See alignment/alignment-trimming for full mode comparisons, decision trees, and runnable examples.

## Gap Handling for Phylogenetics

How gaps are treated in downstream phylogenetic analysis significantly affects tree topology:

| Treatment | Method | Tradeoff |
|-----------|--------|----------|
| Missing data (default) | Gaps = unknown character | Most common; can be statistically inconsistent under ML |
| Fifth state | Gap = 5th nucleotide | Biologically problematic (gaps of different lengths treated equally) |
| Simple indel coding | Each unique indel coded as binary character | Most biologically realistic; adds phylogenetic signal |

For slow- to mid-rate datasets where indels are phylogenetically informative, prefer SIC indel coding or fifth-state treatment; for rapidly-evolving datasets (intra-species, ITS regions, retroelement-rich plant genomes), default to missing-data treatment because gap homology is unreliable. Run a sensitivity analysis comparing both treatments before drawing topological conclusions.

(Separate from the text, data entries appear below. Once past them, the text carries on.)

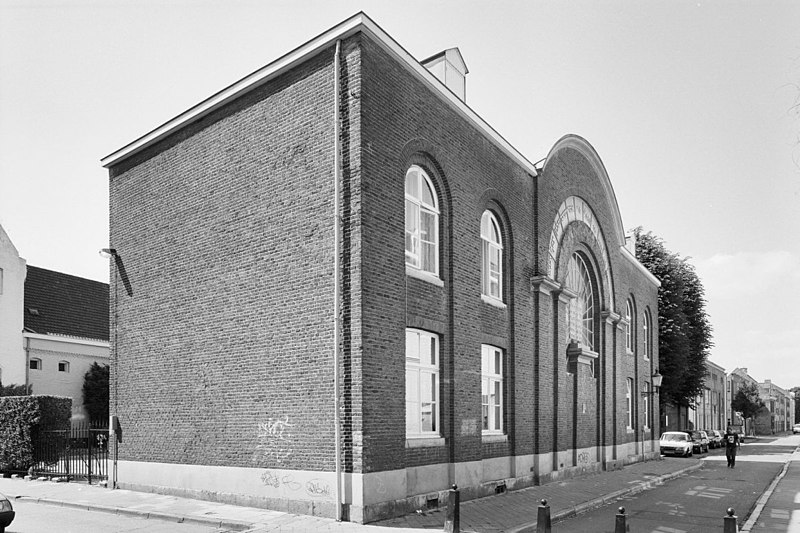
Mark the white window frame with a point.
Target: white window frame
(581, 311)
(492, 380)
(629, 401)
(491, 246)
(422, 372)
(629, 326)
(415, 201)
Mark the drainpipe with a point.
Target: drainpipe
(27, 364)
(336, 281)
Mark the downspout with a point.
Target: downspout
(27, 365)
(337, 175)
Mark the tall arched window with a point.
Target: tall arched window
(491, 257)
(629, 326)
(581, 308)
(422, 222)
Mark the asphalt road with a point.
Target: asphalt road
(42, 518)
(696, 502)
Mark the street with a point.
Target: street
(696, 502)
(40, 518)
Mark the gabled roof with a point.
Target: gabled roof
(359, 22)
(60, 304)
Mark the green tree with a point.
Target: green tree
(15, 390)
(95, 392)
(747, 401)
(684, 330)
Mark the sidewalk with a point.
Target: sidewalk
(512, 512)
(778, 510)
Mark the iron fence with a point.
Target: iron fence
(79, 453)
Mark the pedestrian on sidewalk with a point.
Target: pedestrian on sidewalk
(731, 439)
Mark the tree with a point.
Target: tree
(684, 330)
(95, 392)
(747, 401)
(15, 390)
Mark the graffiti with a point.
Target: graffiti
(316, 487)
(271, 479)
(275, 438)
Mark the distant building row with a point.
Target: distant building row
(53, 326)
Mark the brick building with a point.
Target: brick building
(274, 344)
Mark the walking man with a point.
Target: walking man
(731, 443)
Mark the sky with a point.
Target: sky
(692, 106)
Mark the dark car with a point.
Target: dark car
(6, 513)
(699, 441)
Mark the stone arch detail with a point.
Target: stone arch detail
(575, 210)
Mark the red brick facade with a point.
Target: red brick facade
(222, 308)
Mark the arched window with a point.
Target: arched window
(629, 326)
(491, 257)
(581, 308)
(422, 222)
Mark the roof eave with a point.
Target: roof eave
(357, 23)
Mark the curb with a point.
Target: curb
(235, 525)
(607, 498)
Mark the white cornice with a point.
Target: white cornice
(69, 340)
(357, 23)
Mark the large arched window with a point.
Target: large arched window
(581, 314)
(491, 257)
(629, 326)
(422, 222)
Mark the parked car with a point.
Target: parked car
(699, 441)
(676, 443)
(6, 513)
(714, 438)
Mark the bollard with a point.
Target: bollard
(543, 524)
(621, 525)
(452, 522)
(730, 522)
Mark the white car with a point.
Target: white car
(676, 443)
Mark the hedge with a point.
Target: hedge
(21, 419)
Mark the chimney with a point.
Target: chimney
(451, 70)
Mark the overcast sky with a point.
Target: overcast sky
(688, 104)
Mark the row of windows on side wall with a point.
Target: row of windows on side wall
(422, 235)
(422, 386)
(36, 364)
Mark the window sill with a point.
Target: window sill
(494, 437)
(424, 276)
(424, 442)
(491, 300)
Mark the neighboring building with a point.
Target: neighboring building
(736, 380)
(12, 279)
(66, 330)
(779, 403)
(337, 288)
(709, 411)
(53, 326)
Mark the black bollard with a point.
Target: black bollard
(452, 522)
(730, 525)
(543, 523)
(621, 525)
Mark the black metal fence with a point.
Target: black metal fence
(79, 453)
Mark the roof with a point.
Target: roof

## Identifying Unreliable Alignment Regions

Columns exhibiting **both** high gap fraction AND low conservation are the strongest indicators of alignment uncertainty. These often reflect guide tree artifacts rather than true evolutionary events. Before phylogenetic analysis:

1. Flag columns with gap fraction >50%, which may be alignment artifacts
2. Check if gappy regions coincide with insertions in a single divergent sequence (remove that sequence and re-align)
3. For critical analyses, run GUIDANCE2 or MUSCLE5 ensemble to get per-column confidence scores; mask columns below the reliability threshold (default: 0.93 for GUIDANCE2)

## Consensus Sequence

**"Get consensus sequence"** → Derive a single representative sequence from an MSA based on majority-rule voting at each column.

**Goal:** Generate a consensus sequence from the alignment using a frequency threshold.

**Approach:** At each column, select the most common non-gap character if it exceeds the threshold; otherwise mark as ambiguous.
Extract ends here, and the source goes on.